У самого берега мы сидели, нет - полулежали, вытянувшись по пояс в воде. Волны то накрывали мое тело, то уходили и снова возвращались, будто одевали-раздевали меня. Я чувствовала, как в складках купальника, в сгибах ног собирается шершавый песок. В мой слегка приоткрытый рот попадала морская соленая вода. Я вдруг представила себя утонувшей... Припухшие полупрозрачные веки закрытых глаз... роскошное пассажирское судно, разрывающее с огромной скоростью морскую гладь... мое безжизненное тело слегка покачивается на палубе... Нет, лучше вот... Я бросаю полный отчаяния взгляд в уходящую за горизонт даль... тону, захлебываюсь: грудь, горло... и наконец, ухожу с головой. Становится трудно дышать, пытаюсь схватить воздух... барахтаюсь... иду на дно. Мое тело волной выбрасывает на берег. Утром Тксомин с карабинерами гуардиа сивиль1 находят меня на пляже... полуголую, мертвую, как та выброшенная из пучины морской на берег ракушка. Я все больше увлекаюсь грустными картинами моей безвременной кончины, а вода все колотит и колотит мое упругое тело, я чувствую её ритмические шлепки, будто пульс бьющейся в моих жилах крови. Должно быть, в своей игре воображения я незаметно задремала. Кармела слегка касается моего лба губами. Я открываю глаза, словно заново рождаюсь на свет.
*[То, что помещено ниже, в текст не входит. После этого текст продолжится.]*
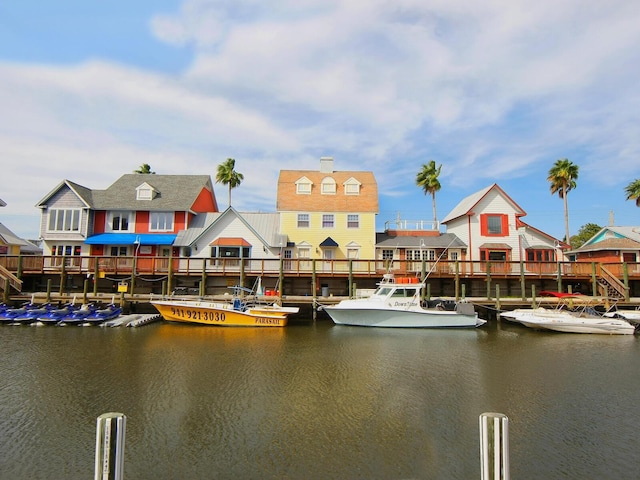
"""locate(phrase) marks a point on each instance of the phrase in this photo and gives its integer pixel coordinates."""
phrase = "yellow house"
(328, 214)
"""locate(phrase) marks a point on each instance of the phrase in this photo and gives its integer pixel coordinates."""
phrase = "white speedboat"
(584, 319)
(398, 304)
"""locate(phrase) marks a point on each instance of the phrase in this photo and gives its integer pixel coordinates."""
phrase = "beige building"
(328, 214)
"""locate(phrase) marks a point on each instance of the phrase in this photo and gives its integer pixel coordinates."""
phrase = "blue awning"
(131, 239)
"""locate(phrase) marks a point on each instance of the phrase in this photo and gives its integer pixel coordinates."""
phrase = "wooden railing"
(191, 266)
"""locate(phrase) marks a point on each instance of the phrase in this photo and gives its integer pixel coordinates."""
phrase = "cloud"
(495, 91)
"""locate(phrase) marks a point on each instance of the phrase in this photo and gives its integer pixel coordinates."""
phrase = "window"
(119, 221)
(429, 254)
(303, 220)
(145, 192)
(496, 225)
(161, 222)
(303, 186)
(119, 251)
(352, 187)
(328, 186)
(64, 220)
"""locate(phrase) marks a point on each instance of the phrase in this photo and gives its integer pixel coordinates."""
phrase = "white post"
(110, 446)
(494, 446)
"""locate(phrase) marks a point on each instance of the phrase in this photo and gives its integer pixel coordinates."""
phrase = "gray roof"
(466, 204)
(174, 192)
(445, 240)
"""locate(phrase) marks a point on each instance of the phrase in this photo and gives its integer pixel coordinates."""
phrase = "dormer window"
(303, 186)
(145, 192)
(352, 187)
(328, 186)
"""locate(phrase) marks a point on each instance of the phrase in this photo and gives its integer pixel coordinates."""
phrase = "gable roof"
(467, 204)
(264, 225)
(289, 200)
(10, 238)
(612, 238)
(84, 194)
(175, 192)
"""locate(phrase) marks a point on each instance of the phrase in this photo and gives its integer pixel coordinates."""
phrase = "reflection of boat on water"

Вижу со мной рядом сестру; огромная скала словно отгородила нас от бескрайних морских просторов. Мне вдруг становится удивительно хорошо, я хохочу от счастья.

Мы идем, шлепаем по воде, подошвами ног чувствуя её упругое сопротивление. Приятный морской ветерок обдувает, сушит кожу: на руках и на ногах начинает выступать соль. Идем, щурясь от солнца, в другой конец пляжа, где не бывает много народа... У берега то тут, то там стоят, уткнувшись кормой в песок, рыболовецкие шхуны. Кармела вдруг со смехом, в лицах, начинает мне повествовать, слегка дурачась, о невероятных мытарствах рыбаков, жестами, показывая, как они гребут по морским просторам в поисках рыбных мест, как закидывают снасти, как покорно часами ждут улова. У неё здорово получается.
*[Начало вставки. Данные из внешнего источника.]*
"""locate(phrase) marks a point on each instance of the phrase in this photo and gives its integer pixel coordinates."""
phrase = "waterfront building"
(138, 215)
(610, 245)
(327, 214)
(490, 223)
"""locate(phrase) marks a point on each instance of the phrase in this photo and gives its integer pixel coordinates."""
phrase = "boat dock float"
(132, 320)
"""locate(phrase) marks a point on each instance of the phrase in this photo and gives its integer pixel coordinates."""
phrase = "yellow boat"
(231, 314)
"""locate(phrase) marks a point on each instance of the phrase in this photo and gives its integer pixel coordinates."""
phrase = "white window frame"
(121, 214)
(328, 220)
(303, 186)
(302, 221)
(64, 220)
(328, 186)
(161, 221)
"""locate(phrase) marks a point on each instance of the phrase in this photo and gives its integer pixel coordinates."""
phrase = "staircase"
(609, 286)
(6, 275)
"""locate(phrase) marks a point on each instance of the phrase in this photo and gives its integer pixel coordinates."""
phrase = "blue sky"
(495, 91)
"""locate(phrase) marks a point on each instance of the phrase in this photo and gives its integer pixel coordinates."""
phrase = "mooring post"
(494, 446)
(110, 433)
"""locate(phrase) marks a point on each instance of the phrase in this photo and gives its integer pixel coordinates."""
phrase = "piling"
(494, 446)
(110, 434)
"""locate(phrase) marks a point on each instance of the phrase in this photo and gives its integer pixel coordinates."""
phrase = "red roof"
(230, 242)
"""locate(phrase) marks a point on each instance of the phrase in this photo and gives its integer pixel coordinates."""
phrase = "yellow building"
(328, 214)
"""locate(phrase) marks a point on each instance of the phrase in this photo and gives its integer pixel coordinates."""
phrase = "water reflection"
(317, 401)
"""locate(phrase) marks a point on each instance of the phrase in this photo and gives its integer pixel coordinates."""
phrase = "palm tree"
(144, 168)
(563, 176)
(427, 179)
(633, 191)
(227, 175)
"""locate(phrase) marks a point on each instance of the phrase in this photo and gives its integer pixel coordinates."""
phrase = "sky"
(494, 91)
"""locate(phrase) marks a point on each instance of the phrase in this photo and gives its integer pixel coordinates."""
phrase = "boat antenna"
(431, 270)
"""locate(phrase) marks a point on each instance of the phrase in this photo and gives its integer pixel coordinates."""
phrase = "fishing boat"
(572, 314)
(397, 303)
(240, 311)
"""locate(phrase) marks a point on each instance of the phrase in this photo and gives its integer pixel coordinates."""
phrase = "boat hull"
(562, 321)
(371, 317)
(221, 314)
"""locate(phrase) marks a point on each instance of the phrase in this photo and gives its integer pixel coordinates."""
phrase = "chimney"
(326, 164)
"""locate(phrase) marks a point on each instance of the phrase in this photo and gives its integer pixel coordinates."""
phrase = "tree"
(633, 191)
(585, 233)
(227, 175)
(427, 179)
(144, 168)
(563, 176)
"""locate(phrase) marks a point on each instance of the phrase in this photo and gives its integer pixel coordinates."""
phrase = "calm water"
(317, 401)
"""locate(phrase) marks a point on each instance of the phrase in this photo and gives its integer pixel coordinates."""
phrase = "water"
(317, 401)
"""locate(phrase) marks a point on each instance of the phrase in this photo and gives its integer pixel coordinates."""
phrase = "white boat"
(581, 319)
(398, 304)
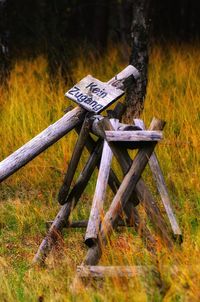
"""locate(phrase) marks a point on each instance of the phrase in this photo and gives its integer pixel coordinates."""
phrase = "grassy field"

- Где это ты всему этому научилась?!

В ответ она только хитро улыбается.

Моя сестра до пятнадцати лет училась и жила в Бильбао в школе-интернате для девочек при монастыре Саргадо Корацон. Как девочке из простой семьи, ей пришлось там несладко. Таких, как она, пускали только с черного хода, пока других девочек из богатых буржуазных семей, живущих в престижных фешенебельных кварталах города, подвозили к парадному входу, тому что на Гран-Виа...

Получив должность управляющего владений Лопеса де Калье, отец потихоньку помешался на своем социальном статусе. С теперешними амбициями ему хотелось прежде всего самому забыть свое крестьянское происхождение. Забыть, что когда-то в молодости он был простым батраком на ферме. Тогда-то он и решил, раз у него нет сына-наследника, так пусть хоть старшая его дочь Кармела будет культурной барышней с хорошими манерами.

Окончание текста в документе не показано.